Pharmacokinetics of (+/-)-4-diethylamino-1,1-dimethylbut-2-yn-1-yl 2-cyclohexyl-2-hydroxy-2-phenylacetate monohydrochloride monohydrate. 1st communication: absorption, distribution and excretion after single administration of 14C-labeled compound to rats and dogs.

The absorption, distribution and excretion of radioactivity were studied in rats and dogs after intravenous or oral administration of NS-21 ((+/-)-4-diethylamino-1, 1-dimethylbut-2-yn-1-yl 2-cyclohexyl-2-hydroxy-2-phenylacetate monohydrochloride monohydrate, CAS 129927-33-4). 14C-NS-21 was rapidly absorbed from the gastrointestinal tract after oral administration to rats and dogs.

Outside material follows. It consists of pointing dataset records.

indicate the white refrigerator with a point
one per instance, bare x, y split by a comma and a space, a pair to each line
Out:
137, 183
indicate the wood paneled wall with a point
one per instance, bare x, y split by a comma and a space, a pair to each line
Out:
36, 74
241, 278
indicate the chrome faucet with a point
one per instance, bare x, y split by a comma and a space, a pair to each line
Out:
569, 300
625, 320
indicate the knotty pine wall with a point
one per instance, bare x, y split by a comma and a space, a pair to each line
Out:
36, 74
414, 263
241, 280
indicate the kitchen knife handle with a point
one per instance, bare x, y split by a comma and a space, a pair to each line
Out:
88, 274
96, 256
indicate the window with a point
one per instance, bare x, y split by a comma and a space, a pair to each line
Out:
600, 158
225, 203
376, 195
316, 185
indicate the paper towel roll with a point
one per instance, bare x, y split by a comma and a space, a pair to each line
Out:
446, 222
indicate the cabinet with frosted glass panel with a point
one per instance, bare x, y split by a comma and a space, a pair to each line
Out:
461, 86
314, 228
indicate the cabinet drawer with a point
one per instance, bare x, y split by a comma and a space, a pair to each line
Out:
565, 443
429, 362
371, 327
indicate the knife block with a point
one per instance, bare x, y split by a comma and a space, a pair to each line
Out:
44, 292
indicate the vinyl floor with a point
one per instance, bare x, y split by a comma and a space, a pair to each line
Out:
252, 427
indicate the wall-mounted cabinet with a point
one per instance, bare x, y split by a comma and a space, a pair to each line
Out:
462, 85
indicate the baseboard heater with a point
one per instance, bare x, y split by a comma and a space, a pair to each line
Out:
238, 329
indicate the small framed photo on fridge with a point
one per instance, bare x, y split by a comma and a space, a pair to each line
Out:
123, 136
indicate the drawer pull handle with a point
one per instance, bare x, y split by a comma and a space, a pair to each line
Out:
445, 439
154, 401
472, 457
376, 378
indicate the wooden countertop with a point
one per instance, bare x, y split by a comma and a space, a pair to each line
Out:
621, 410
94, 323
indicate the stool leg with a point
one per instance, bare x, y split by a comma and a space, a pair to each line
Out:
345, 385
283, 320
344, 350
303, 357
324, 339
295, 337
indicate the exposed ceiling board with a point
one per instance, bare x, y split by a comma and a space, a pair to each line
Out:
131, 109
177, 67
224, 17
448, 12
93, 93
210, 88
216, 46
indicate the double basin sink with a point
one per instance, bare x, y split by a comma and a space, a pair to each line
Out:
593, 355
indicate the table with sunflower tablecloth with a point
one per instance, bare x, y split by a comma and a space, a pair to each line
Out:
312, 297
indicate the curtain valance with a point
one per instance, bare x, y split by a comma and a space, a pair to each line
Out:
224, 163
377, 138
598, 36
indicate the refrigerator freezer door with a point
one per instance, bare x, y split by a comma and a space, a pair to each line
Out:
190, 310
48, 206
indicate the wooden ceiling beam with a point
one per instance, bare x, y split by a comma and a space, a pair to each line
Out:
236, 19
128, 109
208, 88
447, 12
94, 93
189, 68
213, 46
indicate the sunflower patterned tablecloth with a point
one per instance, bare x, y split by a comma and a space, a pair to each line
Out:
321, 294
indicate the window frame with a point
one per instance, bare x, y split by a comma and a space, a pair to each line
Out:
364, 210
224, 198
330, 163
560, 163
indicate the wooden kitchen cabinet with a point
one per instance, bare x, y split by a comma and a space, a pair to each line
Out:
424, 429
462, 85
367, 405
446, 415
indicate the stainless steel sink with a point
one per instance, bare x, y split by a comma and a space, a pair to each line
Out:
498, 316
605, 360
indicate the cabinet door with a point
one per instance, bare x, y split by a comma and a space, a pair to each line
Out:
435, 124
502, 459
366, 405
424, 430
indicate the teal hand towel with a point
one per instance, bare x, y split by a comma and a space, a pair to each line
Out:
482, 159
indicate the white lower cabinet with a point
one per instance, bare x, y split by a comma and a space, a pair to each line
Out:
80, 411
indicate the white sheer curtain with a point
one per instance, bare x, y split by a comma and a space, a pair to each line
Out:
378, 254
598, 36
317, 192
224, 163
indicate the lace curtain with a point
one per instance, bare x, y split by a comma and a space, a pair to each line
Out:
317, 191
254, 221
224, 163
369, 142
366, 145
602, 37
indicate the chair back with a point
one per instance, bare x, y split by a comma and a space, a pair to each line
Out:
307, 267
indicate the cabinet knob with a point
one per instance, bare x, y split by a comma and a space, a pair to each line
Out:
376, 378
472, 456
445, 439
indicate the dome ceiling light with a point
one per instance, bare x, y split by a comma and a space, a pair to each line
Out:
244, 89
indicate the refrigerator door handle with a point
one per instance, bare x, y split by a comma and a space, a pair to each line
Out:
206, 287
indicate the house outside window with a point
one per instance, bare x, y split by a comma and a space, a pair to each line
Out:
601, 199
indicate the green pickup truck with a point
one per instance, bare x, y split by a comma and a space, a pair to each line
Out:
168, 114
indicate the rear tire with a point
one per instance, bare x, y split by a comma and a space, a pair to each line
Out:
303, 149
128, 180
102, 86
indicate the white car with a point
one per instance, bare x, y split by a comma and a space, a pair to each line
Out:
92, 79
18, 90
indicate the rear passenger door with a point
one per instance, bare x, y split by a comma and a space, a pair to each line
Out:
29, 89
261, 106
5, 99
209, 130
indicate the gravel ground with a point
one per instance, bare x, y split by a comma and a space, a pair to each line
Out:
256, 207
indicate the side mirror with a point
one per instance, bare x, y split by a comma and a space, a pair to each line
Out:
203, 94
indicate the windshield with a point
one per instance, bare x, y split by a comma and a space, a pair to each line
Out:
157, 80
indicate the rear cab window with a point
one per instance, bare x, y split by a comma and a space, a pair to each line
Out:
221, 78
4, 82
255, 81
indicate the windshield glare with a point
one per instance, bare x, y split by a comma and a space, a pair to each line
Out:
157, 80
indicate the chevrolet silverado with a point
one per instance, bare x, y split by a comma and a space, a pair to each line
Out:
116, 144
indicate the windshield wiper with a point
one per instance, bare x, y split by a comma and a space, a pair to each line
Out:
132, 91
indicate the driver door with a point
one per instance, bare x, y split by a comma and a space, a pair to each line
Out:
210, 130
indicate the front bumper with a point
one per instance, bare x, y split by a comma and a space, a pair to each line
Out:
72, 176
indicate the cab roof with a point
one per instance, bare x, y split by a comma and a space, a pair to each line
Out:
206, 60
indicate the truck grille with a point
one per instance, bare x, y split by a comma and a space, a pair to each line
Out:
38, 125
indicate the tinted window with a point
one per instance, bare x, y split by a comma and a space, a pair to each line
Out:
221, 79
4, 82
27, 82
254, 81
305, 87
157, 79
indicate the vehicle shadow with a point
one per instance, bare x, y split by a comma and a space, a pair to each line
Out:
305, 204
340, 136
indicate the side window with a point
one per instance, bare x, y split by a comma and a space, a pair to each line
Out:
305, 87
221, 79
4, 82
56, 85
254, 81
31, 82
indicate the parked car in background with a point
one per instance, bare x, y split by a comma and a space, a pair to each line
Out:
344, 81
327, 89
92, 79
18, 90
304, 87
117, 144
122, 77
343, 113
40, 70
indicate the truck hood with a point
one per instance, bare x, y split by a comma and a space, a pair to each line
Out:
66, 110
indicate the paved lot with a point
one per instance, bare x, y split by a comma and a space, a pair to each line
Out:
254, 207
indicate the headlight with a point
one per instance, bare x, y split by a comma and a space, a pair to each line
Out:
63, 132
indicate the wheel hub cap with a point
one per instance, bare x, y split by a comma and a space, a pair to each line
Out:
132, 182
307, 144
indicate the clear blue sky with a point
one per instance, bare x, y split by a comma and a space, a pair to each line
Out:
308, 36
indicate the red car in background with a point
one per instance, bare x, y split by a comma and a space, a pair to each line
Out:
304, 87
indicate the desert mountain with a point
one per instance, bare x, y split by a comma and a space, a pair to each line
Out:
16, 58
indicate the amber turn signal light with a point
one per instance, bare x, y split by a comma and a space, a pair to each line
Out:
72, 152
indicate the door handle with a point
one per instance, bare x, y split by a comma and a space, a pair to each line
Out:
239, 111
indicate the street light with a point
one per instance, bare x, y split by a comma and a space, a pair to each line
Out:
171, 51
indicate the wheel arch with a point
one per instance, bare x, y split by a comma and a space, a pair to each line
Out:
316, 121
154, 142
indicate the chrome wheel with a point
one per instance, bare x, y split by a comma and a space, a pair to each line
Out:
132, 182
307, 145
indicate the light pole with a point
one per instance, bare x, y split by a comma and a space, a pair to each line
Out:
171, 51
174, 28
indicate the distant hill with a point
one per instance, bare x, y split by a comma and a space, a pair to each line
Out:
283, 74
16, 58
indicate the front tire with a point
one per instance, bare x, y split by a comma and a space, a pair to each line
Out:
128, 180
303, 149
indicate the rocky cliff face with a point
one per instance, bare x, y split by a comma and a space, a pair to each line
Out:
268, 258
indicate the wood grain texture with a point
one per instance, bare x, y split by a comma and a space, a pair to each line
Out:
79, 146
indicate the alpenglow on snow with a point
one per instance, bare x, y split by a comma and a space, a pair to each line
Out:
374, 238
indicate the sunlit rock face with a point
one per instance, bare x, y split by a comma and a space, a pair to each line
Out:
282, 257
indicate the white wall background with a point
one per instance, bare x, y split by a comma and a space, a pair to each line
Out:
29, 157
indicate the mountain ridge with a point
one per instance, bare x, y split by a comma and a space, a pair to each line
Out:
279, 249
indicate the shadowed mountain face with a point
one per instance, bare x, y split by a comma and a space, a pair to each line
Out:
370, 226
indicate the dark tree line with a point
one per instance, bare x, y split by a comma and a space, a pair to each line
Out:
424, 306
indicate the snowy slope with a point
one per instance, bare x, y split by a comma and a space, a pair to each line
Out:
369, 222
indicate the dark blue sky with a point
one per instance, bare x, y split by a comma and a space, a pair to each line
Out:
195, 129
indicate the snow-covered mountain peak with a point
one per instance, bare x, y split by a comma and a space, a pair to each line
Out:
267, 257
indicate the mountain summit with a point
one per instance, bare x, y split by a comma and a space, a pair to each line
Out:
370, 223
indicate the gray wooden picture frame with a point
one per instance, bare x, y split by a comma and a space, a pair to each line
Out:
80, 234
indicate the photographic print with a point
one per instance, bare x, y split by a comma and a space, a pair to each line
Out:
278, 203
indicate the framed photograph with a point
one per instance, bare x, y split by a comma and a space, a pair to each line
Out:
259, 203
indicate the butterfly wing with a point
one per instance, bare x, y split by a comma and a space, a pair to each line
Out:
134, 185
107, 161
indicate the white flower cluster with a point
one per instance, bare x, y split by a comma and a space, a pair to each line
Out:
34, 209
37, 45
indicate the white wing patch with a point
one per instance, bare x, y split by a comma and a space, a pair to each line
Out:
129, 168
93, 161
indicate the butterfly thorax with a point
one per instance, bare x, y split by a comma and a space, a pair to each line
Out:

NS-21 was absorbed throughout the whole area of the small intestine. NS-21 entered the systemic circulation via the portal vein because the transfer of radioactivity into the lymph was negligible. The presence of food did not affect the absorption ratio of NS-21. There was no difference in the plasma concentrations of radioactivity after intravenous and oral administrations of 14C-NS-21 to male and female rats. After oral administration of 3, 30 or 100 mg/kg of 14C-NS-21 to rats, the area under the plasma concentration-time curve increased in a dose-dependent manner. After oral administration of 14C-NS-21 to rats, radioactivity was distributed throughout the whole body. The concentrations of radioactivity in most tissues reached their maximums within 2 h, and then declined as the plasma concentration decreased. No radioactivity was detected in most tissues 168 h after administration. In vitro serum binding of 14C-NS-21 was more than 98% in all the animal species tested. NS-21 bound to both human serum albumin and alpha 1-acid glycoprotein. Radioactivity was mainly excreted into the feces via bile in rats, and evenly excreted into the urine and feces in dogs. No differences were observed in the excretion of radioactivity between male and female rats.